#794 compression improvement: better duplicate file handling

Haudy Kazemi

Compression improvement: better duplicate file handling

This is a feature request that can significantly improve the compression ratio of archives that have duplicate files in them, particularly if the duplicated files are larger than the dictionary size. The name and location of these files does not matter (i.e. they may be in the same folder under different names, under different folders, etc.).

Use cases:
1.) improving compression ratios of solid and non-solid archives

2.) backups of filesystems with hardlinks in them

3.) drive backups of the whole filesystem, including programs: there are many gigabytes of duplicated DLLs in a complete file-based backup of a Windows drive. Many of these duplicates come from programs keeping a copy of DLLs in their own folder.

4.) Driverpacks (http://driverpacks.net/DriverPacks/ ) also have many duplicated DLLs in them due to how they must be organized into multiple folders to separate drivers

One possible algorithm:
1.) During the standard 7-Zip compression process a CRC is generated for each file. Record this CRC and the file size together in a table.

2.) as part of adding each new file to the archive, compare the CRC and file size of the new file to the table of all other files already in the archive.

3.) If there isn't a CRC and file size match, continue processing the file as 7-Zip normally would. (Traditional processing technique)

4.) If there IS a CRC and file size match, begin a byte-for-byte comparison of the two files to verify 100% that they are identical. (This byte-for-byte comparison *might* be replaced with a very strong hashing function, but that's still not as safe as a true byte-for-byte comparison. The default CRC32 is strong enough to quickly weed out non-identical files, but not strong enough to ensure they are truly identical. After all, users expect lossless compression to be guaranteed with 7-Zip.)

5.) If the byte-for-byte comparison succeeds (the files are truly identical), add an entry in the 7-Zip file table that upon decompression directs 7-Zip to use the same compressed source bytes of data as for the identical file. On Unix-like systems this would be like a creating a hardlink to a file (a pointer to the same data + a reference counter).

6.) If the byte-for-byte comparison failed, continue processing the file as 7-Zip normally would. (and possibly note somewhere in the archive that even though the CRC matches, the files were not identical).


Note: an enhancement of this algorithm would be to check the filesystem for hardlink between the two files in question, and use that as an alternative to the byte-for-byte comparison. (If they're hardlinked to the same place, there is no reason to do the byte-for-byte comparison.) Fully implemented, this might use recreate hardlinks upon restoration. (NTFS does support hardlinks, just not via the GUI).


  • wiiiiiii

    I guess it was already suggested but there is a easier way to detect duplicate files.

    User intervention. Give them a list of suspected duplicates and have them agree that they are indeed duplicates and that they only want one single file in the archive pack but all instances recreated in there start state on unpacking.

  • Guido Leenders
    Guido Leenders

    I would prefer automatic detection, so that 7zip requires no thinking of the user.

  • rbasso1979

    I think file comparison would be a great improvement to 7-Zip. Compression rate will certainly increase.
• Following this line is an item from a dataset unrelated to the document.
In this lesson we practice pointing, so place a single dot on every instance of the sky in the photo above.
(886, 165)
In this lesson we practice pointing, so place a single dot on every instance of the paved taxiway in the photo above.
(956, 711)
    I had the problem of compressing big files with a great probability of duplication, and I am not the only one.

    The only user intervention could be the option: "Check for duplicated files", maybe default could be NO for low level of compression and YES for high level compression, to avoid performance loss processing similar files.

  • Nemo

    I would be interested in this too. It seems lrzip manages quite well:

    Tarball of 6 consecutive kernel trees.

    Compression Size Percentage Compress Decompress
    None 2373713920 100
    7z 344088002 14.5 17m26s 1m22s
    lrzip 104874109 4.4 11m37s 56s
    lrzip -l 223130711 9.4 05m21s 1m01s

  • Mark

    I would really like to have this feature too.